Contact-mediated long distance signaling by Drosophila cytonemes. Sougata Roy, Thomas B Kornberg. Cardiovascular Research Institute, University of California San Francisco, San Francisco, CA.

   How cells communicate with each other at long distances is key to understanding how cells cooperate to form organized tissues during development and why cells in various disease states lose or escape normal controls. Although much progress has been made identifying signaling molecules that mediate these communications - proteins such as Hedgehog, Wingless, Decapentaplegic (Dpp, a BMP homolog), Fibroblast Growth Factor and Epidermal Growth Factor - the mechanism by which these proteins move with target specificity and in regulated amount through and across tissues remains unproven. Several proposed models postulate that some form of diffusion moves these signaling proteins through extracellular spaces.

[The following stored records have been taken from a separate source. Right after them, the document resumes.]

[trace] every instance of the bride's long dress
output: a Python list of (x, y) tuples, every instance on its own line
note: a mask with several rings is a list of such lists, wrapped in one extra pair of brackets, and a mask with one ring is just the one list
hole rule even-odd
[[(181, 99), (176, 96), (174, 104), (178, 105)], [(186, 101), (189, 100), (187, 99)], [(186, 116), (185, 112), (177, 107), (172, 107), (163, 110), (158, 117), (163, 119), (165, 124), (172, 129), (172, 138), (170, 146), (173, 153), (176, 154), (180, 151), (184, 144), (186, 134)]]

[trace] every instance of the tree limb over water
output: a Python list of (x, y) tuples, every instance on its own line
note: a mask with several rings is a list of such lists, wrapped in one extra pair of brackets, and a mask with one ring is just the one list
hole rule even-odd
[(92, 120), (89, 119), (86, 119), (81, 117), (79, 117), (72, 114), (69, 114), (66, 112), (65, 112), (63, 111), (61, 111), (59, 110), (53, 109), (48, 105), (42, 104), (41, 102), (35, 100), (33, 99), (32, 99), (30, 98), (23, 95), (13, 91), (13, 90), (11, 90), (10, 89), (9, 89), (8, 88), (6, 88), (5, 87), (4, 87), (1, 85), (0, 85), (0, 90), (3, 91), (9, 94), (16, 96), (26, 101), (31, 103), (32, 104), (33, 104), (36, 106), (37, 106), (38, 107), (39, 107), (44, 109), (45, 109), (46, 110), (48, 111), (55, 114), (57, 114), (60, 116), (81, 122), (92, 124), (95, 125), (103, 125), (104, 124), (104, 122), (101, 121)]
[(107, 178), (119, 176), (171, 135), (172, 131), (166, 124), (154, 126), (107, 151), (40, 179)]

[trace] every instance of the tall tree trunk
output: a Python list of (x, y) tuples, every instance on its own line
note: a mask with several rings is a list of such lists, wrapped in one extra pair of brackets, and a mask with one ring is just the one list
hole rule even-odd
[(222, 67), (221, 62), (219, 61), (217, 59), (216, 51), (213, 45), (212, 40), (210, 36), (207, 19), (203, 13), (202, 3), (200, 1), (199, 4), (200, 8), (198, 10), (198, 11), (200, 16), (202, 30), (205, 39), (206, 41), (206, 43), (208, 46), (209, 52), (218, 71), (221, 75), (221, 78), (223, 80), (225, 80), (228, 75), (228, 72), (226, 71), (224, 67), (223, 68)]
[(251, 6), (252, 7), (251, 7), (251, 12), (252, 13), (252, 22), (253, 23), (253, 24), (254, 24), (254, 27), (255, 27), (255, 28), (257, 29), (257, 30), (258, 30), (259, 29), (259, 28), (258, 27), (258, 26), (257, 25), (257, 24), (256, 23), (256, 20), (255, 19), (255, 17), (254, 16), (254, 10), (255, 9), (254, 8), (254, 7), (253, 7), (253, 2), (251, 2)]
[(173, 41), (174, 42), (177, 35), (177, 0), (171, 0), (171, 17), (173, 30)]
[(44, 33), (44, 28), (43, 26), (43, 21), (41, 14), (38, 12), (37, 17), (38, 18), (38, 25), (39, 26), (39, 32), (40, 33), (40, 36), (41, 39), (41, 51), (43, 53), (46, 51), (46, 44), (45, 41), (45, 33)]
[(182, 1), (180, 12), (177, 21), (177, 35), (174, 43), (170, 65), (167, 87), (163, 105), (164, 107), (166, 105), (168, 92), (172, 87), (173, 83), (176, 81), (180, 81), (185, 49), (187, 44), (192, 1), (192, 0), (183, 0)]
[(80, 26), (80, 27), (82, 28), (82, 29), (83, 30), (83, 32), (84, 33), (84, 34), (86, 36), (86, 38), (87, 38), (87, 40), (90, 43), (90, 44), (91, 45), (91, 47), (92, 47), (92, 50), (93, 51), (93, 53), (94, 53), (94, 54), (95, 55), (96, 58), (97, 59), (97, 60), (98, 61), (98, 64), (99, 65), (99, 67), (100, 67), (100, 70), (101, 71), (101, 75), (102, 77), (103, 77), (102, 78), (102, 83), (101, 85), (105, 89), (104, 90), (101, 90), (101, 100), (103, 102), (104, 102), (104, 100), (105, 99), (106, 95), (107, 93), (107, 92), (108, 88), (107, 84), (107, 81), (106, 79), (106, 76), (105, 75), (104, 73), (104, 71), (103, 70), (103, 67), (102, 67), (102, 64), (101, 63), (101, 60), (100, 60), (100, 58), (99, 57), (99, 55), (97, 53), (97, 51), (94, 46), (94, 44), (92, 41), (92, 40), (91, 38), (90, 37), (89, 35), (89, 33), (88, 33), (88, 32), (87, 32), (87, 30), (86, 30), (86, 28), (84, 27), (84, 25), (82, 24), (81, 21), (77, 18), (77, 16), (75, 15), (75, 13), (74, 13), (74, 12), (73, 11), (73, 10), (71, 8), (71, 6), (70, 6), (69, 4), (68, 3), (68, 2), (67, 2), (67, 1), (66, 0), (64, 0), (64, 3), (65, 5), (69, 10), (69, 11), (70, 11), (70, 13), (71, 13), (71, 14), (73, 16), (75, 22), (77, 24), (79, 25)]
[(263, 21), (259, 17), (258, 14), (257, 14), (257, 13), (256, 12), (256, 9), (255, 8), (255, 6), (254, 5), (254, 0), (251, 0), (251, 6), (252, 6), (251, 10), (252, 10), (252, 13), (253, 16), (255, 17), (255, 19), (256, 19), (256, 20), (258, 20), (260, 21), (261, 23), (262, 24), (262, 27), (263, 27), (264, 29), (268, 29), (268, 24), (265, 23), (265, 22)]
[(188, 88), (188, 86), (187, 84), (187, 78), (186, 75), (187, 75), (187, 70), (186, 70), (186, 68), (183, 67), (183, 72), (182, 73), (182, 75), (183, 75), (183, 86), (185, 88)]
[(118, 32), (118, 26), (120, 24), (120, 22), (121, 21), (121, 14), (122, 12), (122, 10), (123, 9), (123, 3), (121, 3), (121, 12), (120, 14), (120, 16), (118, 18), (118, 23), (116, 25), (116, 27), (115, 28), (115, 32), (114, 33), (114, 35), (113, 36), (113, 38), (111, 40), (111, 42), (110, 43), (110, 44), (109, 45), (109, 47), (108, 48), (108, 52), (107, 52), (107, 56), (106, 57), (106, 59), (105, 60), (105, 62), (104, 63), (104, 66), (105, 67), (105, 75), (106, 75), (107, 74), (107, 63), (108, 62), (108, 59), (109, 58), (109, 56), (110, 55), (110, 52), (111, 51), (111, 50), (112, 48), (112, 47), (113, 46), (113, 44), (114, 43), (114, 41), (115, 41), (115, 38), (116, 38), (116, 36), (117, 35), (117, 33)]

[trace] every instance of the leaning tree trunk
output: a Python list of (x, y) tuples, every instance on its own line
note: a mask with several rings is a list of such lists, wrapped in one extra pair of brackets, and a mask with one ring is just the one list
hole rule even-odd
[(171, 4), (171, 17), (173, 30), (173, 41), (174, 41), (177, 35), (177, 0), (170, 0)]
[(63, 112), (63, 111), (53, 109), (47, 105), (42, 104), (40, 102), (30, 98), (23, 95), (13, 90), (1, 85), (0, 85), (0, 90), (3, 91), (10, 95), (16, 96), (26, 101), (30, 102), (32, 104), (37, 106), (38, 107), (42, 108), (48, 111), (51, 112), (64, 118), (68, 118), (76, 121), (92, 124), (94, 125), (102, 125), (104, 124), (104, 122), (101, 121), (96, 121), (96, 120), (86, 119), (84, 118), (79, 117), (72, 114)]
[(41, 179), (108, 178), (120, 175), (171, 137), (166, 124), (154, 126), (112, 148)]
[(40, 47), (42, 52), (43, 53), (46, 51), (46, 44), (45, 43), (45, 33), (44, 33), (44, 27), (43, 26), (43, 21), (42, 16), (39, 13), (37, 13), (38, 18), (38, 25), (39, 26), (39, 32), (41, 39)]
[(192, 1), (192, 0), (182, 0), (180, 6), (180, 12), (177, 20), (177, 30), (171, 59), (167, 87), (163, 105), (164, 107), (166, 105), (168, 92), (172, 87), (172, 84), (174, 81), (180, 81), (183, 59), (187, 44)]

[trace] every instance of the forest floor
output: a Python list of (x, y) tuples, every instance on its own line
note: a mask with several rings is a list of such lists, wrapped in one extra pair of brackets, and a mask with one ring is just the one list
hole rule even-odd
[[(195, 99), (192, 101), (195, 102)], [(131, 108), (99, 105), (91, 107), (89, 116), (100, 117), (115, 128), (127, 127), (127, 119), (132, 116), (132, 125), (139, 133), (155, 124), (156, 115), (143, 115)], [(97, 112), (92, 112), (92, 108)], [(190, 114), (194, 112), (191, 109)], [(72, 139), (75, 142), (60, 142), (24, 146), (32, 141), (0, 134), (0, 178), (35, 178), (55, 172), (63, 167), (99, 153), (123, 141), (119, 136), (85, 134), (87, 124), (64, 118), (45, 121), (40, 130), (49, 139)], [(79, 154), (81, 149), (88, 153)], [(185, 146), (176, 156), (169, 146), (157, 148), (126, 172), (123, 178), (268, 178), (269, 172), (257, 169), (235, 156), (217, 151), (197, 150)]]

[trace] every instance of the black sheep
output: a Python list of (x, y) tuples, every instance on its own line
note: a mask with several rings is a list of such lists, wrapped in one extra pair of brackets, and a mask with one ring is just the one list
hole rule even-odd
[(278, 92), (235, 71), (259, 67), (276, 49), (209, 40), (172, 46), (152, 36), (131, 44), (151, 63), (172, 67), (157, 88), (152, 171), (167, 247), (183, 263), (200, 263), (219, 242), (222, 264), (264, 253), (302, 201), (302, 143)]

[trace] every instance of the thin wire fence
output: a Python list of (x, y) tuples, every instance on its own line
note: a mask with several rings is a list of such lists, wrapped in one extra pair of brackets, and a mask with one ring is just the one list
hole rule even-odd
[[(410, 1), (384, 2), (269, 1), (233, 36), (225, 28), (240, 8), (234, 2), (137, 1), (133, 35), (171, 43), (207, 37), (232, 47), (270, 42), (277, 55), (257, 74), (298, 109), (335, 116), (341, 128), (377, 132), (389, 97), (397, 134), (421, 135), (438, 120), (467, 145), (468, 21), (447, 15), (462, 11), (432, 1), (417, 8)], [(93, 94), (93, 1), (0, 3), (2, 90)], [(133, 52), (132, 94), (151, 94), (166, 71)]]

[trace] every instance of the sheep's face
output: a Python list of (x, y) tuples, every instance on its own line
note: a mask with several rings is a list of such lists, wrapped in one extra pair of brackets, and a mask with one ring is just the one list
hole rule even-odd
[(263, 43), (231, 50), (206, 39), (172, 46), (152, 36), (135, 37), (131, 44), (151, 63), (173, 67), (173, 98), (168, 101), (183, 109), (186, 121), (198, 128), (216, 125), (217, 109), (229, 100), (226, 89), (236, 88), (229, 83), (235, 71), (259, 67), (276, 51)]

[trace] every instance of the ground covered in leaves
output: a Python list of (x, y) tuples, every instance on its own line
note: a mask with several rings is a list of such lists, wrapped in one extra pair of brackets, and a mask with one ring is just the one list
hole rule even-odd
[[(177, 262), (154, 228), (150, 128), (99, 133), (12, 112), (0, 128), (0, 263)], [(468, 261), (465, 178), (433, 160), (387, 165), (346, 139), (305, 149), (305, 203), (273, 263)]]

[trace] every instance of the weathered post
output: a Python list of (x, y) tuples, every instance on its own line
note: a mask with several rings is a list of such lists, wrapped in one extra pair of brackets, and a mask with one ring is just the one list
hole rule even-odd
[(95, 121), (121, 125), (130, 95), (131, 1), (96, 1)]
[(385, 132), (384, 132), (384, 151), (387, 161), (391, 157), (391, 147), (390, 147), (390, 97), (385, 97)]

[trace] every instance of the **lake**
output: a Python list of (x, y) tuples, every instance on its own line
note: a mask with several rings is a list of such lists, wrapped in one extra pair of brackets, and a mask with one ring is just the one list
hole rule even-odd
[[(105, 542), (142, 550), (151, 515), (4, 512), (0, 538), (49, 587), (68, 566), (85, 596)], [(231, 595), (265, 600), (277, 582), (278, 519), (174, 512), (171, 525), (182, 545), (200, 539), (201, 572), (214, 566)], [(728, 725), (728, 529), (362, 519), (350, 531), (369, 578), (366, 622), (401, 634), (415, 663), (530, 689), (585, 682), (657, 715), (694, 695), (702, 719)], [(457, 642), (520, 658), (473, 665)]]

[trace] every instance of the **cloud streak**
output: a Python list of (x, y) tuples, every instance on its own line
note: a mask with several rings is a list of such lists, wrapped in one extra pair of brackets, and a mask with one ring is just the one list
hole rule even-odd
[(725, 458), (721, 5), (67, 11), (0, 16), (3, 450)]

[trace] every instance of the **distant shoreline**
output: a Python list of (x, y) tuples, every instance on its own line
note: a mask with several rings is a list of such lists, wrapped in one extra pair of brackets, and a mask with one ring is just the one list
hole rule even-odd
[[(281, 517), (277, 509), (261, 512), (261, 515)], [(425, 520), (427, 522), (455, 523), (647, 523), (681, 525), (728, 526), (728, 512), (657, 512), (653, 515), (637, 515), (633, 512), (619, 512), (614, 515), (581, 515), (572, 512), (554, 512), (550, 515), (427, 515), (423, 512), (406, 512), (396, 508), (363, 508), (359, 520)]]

My work has investigated a different direct delivery mechanism whereby specialized filopodia (cytonemes) transfer signaling proteins between cells at sites of direct contact (Roy and Kornberg, Sci Signal. 2011; 4:pt8). Cytonemes are types of filopodia first identified in the Drosophila wing imaginal disc that were proposed to be involved in long distance signaling during development. My work shows that same group of cells emanate different types of cytonemes that can be distinguished by their specific response to different signaling ligands depending on the presence or absence of different signaling protein receptors in them (Roy et al. Science. 2011; 332:354-358). I then show, using the GRASP GFP reconstitution method, that cytonemes make direct contact with target cells, and also show that contacting cytonemes exchange, receive and transport morphogen molecules from target cells to recipient cells in receptor dependent manner. Finally, I show that genetic conditions that reduce cytoneme-mediated contacts also reduce signal transduction. These findings establish that non-neuronal cells can make direct long distance contacts for signal transduction and support the model of cytoneme-based movement of signaling proteins as a novel and essential mechanism for cell-cell communication.